The “Matrix” helmers have hit the same point for a while now. Liberty is the freedom from illusions that are perpetrated by relationships of power. Bravery is the willingness to fight these illusions, and fighting these illusions takes the collective power of enlightened individuals rising against them. One slaveholding villain asks an idealist why he’s leaving to join abolitionism. You’ll only be one insignificant drop in an ocean, he warns. What is an ocean but a collection of such drops, the idealist answers.
This observation is accompanied in “Cloud Atlas” by another notion, that literature, film, music and art are the carriers of viral inspiration from generation to generation. The stories of those who seek this liberation affect and inspire future fighters for freedom down through the ages. Toss in some karma and reincarnation notions–of souls intertwining and fates colliding over different lives and centuries–and you have “Cloud Atlas.”
Adapted from the novel by David Mitchell, written and directed by the Wachowskis and “Run Lola Run’s” Tom Twyker (who seems to relate to stories of fate and incident), “Cloud Atlas” courses through six stories in six eras. Aboard a ship in the South Pacific in the nineteenth century; on an English estate in the 1930s; around a nuclear plant in San Francisco in 1973; in contemporary London, in a prison in nihilistic Neo-Seoul; and among bands of villagers and cannibals in a neo-primitive future America. The settings allow the directors to toy with different genres–from nuclear disaster films like The China Syndrome to Blade Runner-style science fiction.
Through these stories move the same actors in different roles, Tom Hanks, Halle Berry, Jim Broadbent, Doona Bae, Jim Sturgess, Ben Whishaw, Hugo Weaving, Susan Sarandon and Tom Hanks’ evolving hairpieces, which seem to have personalities (and perhaps gravitational systems) unto themselves. One of “Cloud Atlas’” strengths is that the stories stay relatively consistent in terms of quality, which tough to do in an anthology series. The best would be the futuristic Seoul, with its remarkably tactile and imaginative CGI world. Jim Broadbent’s hysterical turn as a penniless publisher incarcerated in a sadistic nursery home is probably the biggest crowdpleaser.
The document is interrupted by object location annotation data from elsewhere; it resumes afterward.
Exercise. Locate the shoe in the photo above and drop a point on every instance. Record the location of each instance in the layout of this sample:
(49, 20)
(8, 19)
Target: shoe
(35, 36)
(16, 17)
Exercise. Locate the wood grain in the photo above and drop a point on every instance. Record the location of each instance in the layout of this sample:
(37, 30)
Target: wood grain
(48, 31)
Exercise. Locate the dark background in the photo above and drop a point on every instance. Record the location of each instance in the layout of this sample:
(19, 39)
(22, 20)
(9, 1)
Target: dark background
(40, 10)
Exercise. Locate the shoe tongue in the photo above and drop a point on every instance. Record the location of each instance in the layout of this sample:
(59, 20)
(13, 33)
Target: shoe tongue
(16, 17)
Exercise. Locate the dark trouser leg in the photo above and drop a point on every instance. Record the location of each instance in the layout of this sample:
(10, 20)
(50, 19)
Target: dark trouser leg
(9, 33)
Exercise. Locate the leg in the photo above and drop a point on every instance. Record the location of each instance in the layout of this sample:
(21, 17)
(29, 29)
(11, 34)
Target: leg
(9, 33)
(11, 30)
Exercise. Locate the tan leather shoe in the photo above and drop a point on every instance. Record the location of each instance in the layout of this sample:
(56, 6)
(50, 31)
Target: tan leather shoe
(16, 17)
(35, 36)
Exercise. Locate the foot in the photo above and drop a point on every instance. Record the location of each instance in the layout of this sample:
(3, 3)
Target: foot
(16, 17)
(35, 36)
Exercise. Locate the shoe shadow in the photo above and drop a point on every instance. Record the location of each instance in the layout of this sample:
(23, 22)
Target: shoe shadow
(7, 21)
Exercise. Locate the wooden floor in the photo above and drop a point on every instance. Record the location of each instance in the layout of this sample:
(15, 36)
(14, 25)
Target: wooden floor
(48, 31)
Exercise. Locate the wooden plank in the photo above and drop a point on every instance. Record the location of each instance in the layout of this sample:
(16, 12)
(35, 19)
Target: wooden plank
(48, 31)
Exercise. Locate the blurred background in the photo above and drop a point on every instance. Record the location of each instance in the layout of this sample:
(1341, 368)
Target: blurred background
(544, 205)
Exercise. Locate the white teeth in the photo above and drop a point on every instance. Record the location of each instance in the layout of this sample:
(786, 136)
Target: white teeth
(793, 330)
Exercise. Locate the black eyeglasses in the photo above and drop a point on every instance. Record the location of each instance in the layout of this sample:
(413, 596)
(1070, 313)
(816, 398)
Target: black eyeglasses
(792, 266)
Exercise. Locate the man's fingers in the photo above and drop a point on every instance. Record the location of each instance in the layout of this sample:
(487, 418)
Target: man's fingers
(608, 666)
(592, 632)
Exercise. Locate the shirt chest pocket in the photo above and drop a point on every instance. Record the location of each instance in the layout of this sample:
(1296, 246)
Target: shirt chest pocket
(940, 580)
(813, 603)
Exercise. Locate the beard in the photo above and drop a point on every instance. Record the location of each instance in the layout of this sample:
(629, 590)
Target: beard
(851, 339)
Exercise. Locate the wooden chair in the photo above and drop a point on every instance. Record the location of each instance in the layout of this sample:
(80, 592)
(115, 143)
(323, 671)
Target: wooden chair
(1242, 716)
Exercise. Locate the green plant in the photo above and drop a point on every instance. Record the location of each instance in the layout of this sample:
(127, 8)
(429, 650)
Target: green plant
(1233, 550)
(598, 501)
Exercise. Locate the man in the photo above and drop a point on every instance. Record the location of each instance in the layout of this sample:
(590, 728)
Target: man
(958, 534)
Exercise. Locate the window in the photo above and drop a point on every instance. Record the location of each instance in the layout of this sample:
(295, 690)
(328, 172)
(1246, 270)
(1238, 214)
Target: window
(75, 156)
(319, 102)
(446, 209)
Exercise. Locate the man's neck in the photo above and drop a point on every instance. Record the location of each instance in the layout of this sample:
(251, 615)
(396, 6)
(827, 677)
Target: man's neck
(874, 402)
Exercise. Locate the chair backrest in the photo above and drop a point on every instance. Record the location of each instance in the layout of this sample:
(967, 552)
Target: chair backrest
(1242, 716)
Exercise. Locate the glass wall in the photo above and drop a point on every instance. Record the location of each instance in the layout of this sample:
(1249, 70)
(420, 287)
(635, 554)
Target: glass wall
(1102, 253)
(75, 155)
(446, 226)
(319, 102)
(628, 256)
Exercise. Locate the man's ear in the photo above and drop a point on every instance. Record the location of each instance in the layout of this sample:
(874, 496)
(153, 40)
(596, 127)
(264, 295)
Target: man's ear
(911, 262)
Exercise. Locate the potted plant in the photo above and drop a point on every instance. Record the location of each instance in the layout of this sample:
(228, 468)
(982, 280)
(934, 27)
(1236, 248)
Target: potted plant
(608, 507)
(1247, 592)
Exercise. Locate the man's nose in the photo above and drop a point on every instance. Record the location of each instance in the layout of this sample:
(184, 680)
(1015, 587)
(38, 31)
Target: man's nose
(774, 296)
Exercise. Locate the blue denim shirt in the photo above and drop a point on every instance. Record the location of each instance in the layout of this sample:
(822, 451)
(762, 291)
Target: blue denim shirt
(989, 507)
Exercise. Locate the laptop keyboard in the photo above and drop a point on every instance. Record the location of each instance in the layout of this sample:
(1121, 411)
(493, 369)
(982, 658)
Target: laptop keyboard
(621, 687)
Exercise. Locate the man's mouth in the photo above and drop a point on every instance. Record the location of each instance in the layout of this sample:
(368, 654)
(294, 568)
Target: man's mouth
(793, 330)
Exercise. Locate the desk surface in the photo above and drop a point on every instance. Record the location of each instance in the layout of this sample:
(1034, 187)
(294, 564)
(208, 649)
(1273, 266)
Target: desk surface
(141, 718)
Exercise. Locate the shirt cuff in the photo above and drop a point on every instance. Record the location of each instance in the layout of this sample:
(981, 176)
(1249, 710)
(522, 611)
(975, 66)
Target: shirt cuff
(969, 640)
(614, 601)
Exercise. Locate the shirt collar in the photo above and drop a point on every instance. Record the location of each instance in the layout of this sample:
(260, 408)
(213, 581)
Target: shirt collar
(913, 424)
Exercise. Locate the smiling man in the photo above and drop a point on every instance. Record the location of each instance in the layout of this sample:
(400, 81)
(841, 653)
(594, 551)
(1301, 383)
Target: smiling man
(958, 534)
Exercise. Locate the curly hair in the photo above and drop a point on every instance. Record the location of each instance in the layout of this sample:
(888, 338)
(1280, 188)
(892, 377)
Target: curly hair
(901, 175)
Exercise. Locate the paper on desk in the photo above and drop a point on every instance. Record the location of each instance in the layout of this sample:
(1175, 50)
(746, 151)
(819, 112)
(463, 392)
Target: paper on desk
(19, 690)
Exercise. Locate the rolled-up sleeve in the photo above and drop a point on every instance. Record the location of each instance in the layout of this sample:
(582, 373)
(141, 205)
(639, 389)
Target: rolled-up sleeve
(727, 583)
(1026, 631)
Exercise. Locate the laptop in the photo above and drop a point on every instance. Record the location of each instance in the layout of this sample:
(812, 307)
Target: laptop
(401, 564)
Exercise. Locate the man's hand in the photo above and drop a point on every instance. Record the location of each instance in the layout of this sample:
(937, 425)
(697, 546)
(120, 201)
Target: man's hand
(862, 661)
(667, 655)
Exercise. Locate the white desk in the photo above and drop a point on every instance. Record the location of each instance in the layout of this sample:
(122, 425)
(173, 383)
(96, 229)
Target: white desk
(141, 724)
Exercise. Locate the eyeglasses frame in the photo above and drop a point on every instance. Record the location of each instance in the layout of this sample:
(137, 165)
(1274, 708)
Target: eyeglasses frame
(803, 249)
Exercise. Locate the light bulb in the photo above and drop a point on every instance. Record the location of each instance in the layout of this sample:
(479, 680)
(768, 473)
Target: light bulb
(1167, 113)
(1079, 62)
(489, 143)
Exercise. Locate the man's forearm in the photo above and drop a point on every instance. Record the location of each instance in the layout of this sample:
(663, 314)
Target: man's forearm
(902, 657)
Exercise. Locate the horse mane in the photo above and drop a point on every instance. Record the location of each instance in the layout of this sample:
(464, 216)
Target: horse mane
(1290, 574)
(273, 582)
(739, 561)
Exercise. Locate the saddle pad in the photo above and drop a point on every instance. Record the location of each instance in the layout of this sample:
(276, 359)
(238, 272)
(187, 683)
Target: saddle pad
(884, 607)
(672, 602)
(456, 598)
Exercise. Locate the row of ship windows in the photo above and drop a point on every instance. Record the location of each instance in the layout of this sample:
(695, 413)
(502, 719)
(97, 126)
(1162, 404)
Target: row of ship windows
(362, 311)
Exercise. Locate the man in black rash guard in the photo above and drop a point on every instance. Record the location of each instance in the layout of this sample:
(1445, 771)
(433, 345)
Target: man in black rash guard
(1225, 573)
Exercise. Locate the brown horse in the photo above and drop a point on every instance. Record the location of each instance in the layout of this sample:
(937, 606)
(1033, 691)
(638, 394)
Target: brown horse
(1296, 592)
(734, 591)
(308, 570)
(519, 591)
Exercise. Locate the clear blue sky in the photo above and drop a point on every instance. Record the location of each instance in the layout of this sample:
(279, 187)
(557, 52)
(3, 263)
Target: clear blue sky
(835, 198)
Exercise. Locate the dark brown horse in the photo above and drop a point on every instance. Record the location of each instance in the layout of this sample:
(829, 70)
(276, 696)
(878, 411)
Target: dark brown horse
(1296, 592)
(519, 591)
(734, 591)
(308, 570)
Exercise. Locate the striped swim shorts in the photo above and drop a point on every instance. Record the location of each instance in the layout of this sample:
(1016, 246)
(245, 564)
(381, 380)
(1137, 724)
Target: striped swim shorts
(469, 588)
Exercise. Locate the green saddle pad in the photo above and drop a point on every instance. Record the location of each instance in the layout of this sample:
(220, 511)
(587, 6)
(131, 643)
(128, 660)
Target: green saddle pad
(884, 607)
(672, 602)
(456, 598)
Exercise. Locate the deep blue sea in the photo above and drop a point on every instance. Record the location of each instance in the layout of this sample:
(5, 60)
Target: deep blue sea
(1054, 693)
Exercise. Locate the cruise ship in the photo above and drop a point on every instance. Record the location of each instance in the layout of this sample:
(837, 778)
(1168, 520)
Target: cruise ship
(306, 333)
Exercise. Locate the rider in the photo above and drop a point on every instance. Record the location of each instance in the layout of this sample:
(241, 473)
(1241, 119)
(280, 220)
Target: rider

Worthy of particular praise is the editing by Alexander Berner. Too often, films with multilayered stories don’t understand how to connect them (I’m thinking of “The Girl With the Dragon Tattoo”). In “Cloud Atlas,” the scenes and stories are weaved together so that the scenes rhyme and reverberate. One moment builds on the next to create a greater and more lucid whole.
“Cloud Atlas” faces the charge of being pretentious. There’s a preachiness at work here, and the film’s ideas are none too subtle. They are chiseled out of bowling balls and seated in the front garden. At the same time, “Cloud Atlas” challenges us to be more empathetic and, as important, more courageous in our empathy. That seems like a wise lesson in the world that has been forming around us.